American Christianity remains remarkably segregated. There are reasons for this. On a practical level, it is very deflating to be repeatedly misunderstood, and those most likely to understand us are those most like us. So we drift toward worshipping with “our people” whether by default or by discouragement. Yes, we are all speaking English, but my contention is that white and black believers in this country aren’t really hearing and understanding one another. How can they when they remain so separate? Even if they worship together, most majority-culture believers are not awake to the real cultural and communication differences that underlie different American subcultures. But these differences are present and active nonetheless, a more present reality to those from minority cultures who must navigate between their culture and majority-white culture on a daily basis.
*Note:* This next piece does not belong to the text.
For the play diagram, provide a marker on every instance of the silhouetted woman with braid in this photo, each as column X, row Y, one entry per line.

What do these points have to do with the protests spreading across America right now? In short, we cannot address the root issues of injustice in our society if we cannot truly understand one another. After all, a cultural and perhaps linguistic divide led to injustice even in the early church, which led to the establishment of the office of deacon (Acts 6). As one who lives in the daily challenges of cross-cultural (mis)communication, I believe that such failure of understanding and communication is a major element of racial issues in America, though because of the assumption of a common language it often escapes notice. As a Christian and member of a multiethnic church, I know that only in the church do we possess the spiritual resources necessary to truly unite those from different ethnicities and cultures. Yet American churches are highly segregated, because self-sorting is what naturally happens. It doesn’t have to be this way. In the midst of a divided nation, multiethnic churches can be seedbeds for inter-racial and cross-cultural understanding. And not just understanding, but even friendship and love. That’s why we need more multiethnic churches.